Merrill Garbus' restless third record is chaotic, eclectic and unique
While ‘Nikki Nack’ contains a dizzying level of detail, its strength is the bright and brash sense of adventure underpinning it all. Merrill Garbus’ complicated but catchy style of songwriting dates back to her 2009 debut, ‘Bird-Brains’, where she used a ukulele and some clunky beats to mash together strands of Tanzanian folk, show tunes and hip-hop. Two albums later and the New Englander’s band are trying harder than ever to squirm free of convention.
With only Nate Brenner’s burbling basslines for an anchor, ‘Nikki Nack’ stampedes through complex arrangements and chaotic rhythms that are shaped, in places, by the input of producers Malay (Alicia Keys, Frank Ocean) and John Hill (Santigold, MIA). It’s easy to see why outside assistance was called for, given the album’s difficult balancing act: it pairs non-western musical traditions with melodies fit for a playground, then adds layers of fizzing electronics and rapid-fire wordplay.

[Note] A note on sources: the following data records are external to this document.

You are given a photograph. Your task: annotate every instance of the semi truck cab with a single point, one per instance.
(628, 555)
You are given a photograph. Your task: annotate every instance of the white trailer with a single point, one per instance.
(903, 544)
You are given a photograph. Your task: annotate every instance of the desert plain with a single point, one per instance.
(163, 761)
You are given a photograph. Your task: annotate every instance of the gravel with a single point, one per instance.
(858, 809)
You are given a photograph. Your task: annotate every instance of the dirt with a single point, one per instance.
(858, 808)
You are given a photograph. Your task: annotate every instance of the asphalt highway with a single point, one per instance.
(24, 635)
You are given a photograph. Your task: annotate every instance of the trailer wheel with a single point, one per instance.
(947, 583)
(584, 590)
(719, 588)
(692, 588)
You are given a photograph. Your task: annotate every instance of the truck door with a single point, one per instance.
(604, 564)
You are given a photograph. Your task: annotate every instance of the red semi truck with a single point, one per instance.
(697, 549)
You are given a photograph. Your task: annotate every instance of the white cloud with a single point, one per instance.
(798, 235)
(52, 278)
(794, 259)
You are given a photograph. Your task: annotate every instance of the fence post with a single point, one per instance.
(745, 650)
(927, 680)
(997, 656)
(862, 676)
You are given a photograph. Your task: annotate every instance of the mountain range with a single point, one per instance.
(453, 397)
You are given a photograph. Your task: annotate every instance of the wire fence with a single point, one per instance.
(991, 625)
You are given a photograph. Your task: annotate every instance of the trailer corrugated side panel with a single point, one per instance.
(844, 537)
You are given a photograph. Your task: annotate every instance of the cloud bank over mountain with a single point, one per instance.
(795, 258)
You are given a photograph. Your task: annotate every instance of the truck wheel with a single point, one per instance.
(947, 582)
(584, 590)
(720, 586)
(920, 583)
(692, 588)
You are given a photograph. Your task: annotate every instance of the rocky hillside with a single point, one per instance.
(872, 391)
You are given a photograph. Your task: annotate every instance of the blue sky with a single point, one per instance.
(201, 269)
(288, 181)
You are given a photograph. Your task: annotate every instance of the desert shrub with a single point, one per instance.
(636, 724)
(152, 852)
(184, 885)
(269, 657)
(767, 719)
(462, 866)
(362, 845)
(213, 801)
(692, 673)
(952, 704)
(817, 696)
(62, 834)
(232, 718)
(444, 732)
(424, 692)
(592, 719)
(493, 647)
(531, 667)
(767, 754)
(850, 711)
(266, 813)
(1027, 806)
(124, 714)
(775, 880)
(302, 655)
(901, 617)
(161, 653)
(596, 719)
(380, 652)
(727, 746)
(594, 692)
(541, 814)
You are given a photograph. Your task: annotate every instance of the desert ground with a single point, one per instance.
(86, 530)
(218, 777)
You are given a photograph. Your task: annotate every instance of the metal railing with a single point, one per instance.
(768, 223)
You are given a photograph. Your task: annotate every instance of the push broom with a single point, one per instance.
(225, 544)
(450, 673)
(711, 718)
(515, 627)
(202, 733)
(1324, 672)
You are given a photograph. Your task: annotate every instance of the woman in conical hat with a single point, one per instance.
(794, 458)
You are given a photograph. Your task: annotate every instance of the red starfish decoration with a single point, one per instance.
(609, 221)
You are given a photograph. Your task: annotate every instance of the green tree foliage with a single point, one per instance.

Whenever those elements fall seamlessly into place, as on the opening four songs, the resulting pop sophistication is easily Tune-Yards’ finest work. Garbus commands such a rousing energy, particularly on the tribal ‘Time Of Dark’ and the campfire feel of ‘Rocking Chair’, that it makes you want to experience those moments first-hand.
“Listen to the words I say!/Sound like a floral bouquet!/A lyrical round-and-roundandroundandround!” she wails on ‘Water Fountain’, the first of several instances where she articulates an explosive urgency to express herself.
Beneath the restless song structures, ‘Nikki Nack’’s abstract and often improvised feel makes it difficult to tell whether some of these tracks are built on solid foundations. That’s most evident two-thirds of the way in, during the overwhelming jumble of ‘Sink-O’ and the spoken interlude of ‘Why Do We Dine On The Tots?’.
In the case of the latter, including a poem from your previous job as a puppeteer might suggest a lack of ideas – were it any other artist. But with Garbus, that sort of playful imagination has been Tune-Yards’ consistent strength. There’s no better illustration of ‘Nikki Nack’’s eclecticism: the songs splatter unpredictably with little concern for cohesion, forming a whole that is emphatically unique.